---
name: higgsfield-audio
description: >
  Use when the user asks about audio in Higgsfield videos, needs to add dialogue
  or lip-sync, wants sound effects or ambient sound in generated video, asks about
  music or BGM in output, or is using any audio-capable model (Kling 3.0, Seedance
  1.5 Pro, Seedance 2.0, Veo 3/3.1, Grok Imagine Video). Also use when the user's
  prompt would benefit from audio direction but they haven't mentioned it.
user-invocable: true
metadata:
  tags: [higgsfield, audio, dialogue, lip-sync, SFX, ambient, sound, BGM, music, voice]
  version: 3.1.0
  updated: 2026-05-17
  parent: higgsfield
---

# Higgsfield Audio Prompting Guide

## Which Models Support Audio?

| Model | Audio type | Dialogue | SFX | Ambient | BGM | Lip-sync |
|-------|-----------|----------|-----|---------|-----|----------|
| Kling 3.0 / Omni | Native joint | ✅ | ✅ | ✅ | ✅ | ✅ Multi-language |
| Seedance 2.0 | Native joint | ✅ | ✅ | ✅ | ✅ | ✅ Multi-language |
| Seedance 1.5 Pro | Native joint | ✅ | ✅ | ✅ | ✅ | ✅ Best lip-sync |
| Veo 3 / 3.1 | Native joint | ✅ | ✅ | ✅ | ✅ | ✅ English best |
| Grok Imagine Video | Native joint | ✅ | ✅ | ✅ | ✅ | ✅ |
| All other models | ❌ | — | — | — | — | — |

**"Native joint"** means audio and video are generated simultaneously in one pass —
not layered on after. This produces natural synchronization without post-production.

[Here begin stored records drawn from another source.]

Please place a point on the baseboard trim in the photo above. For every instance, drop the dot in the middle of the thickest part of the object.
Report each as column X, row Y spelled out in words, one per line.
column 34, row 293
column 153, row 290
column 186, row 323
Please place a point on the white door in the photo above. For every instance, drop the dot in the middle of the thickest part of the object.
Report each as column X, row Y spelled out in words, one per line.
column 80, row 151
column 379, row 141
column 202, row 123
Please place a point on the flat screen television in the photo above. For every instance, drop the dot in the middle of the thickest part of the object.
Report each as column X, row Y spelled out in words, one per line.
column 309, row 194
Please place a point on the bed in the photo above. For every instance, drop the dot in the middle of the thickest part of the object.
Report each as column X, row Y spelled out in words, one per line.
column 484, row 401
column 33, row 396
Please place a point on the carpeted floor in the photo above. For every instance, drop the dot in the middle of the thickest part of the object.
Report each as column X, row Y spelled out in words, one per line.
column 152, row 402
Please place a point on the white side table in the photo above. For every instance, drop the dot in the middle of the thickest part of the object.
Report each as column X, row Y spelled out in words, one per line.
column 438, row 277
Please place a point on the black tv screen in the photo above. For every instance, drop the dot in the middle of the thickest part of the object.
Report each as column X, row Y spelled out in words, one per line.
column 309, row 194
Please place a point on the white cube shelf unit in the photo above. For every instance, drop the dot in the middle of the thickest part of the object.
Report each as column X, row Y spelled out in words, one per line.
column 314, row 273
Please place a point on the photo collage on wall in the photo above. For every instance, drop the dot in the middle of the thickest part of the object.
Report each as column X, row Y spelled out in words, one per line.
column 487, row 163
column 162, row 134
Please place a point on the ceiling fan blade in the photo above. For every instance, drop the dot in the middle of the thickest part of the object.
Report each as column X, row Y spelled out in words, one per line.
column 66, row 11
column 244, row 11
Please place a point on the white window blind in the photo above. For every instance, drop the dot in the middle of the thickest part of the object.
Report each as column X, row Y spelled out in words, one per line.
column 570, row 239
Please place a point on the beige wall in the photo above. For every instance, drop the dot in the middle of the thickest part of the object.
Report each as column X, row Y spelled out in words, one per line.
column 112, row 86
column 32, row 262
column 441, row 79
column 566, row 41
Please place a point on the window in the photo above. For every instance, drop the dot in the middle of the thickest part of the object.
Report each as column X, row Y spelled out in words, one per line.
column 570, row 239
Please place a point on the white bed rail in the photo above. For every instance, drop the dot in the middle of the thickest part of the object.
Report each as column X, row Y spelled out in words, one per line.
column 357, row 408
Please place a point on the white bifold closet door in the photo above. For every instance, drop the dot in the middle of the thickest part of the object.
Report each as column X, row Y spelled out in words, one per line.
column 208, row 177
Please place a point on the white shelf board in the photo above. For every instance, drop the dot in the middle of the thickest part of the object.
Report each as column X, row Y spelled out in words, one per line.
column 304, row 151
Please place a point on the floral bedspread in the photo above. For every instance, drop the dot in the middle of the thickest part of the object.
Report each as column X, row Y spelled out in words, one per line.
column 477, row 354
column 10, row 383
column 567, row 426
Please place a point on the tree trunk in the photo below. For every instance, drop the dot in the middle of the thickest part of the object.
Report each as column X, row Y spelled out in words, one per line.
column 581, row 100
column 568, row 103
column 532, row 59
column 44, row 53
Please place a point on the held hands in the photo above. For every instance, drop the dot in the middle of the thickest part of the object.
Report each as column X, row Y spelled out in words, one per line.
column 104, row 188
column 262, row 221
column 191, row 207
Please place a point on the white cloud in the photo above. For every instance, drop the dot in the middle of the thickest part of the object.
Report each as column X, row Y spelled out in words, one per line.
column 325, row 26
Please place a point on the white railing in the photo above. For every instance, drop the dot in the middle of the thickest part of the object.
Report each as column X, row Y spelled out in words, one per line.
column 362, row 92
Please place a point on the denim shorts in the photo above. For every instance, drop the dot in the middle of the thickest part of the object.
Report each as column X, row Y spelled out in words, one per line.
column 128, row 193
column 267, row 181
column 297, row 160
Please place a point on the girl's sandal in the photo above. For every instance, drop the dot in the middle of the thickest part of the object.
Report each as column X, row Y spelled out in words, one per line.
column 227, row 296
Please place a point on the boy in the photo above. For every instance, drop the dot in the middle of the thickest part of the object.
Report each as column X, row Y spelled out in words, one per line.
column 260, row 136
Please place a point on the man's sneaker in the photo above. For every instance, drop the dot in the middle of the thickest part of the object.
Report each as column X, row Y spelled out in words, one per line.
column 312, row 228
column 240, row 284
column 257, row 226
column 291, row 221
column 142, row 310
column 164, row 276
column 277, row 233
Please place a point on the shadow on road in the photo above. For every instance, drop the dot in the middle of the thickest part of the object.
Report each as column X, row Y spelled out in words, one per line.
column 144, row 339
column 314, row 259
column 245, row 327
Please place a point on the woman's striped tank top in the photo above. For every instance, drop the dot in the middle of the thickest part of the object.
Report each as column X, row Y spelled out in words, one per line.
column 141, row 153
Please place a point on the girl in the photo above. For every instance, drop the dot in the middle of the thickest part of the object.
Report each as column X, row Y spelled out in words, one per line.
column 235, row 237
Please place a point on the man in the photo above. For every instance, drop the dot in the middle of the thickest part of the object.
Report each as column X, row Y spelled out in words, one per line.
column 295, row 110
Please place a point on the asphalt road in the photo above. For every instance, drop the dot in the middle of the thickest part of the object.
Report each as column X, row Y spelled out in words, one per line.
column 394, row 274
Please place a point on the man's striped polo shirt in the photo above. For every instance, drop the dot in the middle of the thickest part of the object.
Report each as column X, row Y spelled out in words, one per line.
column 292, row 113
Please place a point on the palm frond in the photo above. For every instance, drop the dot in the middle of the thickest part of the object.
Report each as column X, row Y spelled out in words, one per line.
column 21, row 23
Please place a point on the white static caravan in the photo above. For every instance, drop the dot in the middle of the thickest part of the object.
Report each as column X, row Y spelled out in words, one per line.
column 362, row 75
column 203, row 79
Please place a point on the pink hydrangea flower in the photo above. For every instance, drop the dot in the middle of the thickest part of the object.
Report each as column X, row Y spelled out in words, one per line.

Models without native audio: add audio in post with Lipsync Studio or external tools.

---

## The Four Audio Layers

Every audio-capable prompt should consider four layers. You don't need all four
in every prompt, but knowing which to include gives the model clear direction.

### 1. Dialogue — What characters say

Put dialogue in quotes. Be explicit about who speaks, their tone, and language.

```
She says: "We need to leave. Now."
He whispers: "Not yet."
```

**Best practices:**
- Keep dialogue short — 1-2 sentences per character per shot
- Specify emotional tone: "says urgently", "whispers", "shouts across the room"
- For non-English: specify language and dialect → `She speaks in Cantonese: "走啦"`
- For Seedance 1.5 Pro: supports English, Chinese (incl. Sichuanese, Cantonese,
  Taiwanese Mandarin, Shanghainese), Japanese, Korean, Spanish, Indonesian

### 2. SFX — Specific sound events tied to action

Describe SFX at the point they happen. Tie them to visible actions.

```
The glass shatters on the floor — sharp crack, then settling tinkle.
Footsteps on wet concrete — splashing, rhythmic.
A door slams shut — heavy metal, echoing.
```

**Best practices:**
- One SFX description per action beat
- Use onomatopoeia sparingly — descriptive phrases work better than "BANG" or "CRASH"
- Tie timing to action: "as she sets the cup down" not "cup sound at 4 seconds"

### 3. Ambient — Background soundscape

Set the acoustic environment. This is the continuous sound bed.

```
Ambient: quiet café murmur, espresso machine, rain against windows.
Ambient: forest at night — crickets, distant owl, gentle wind through leaves.
Ambient: busy intersection — traffic, horns, construction in the distance.
```

**Best practices:**
- 2-3 ambient elements maximum — more gets muddy
- Describe the *space* acoustics: "reverberant church hall", "tight car interior"
- Contrast silence with sound for impact: "Dead silence. Then — a single footstep."

### 4. BGM — Background music mood

Don't name songs or artists (content filter). Describe the musical texture.

```
BGM: slow piano, minor key, melancholic.
BGM: tense orchestral build — low strings, rising.
BGM: lo-fi hip-hop beat, warm vinyl crackle, relaxed.
```

**Best practices:**
- Describe instrumentation, tempo, mood — not genre labels alone
- "Tense strings, building" works better than "suspenseful music"
- Specify when music enters/exits: "Piano enters at the midpoint, builds to the end"
- For beat-sync content: "Cuts match the downbeat" or "Movement peaks on the drop"

---

## Audio Prompt Structure

Add audio cues naturally within your prompt or as a dedicated block at the end.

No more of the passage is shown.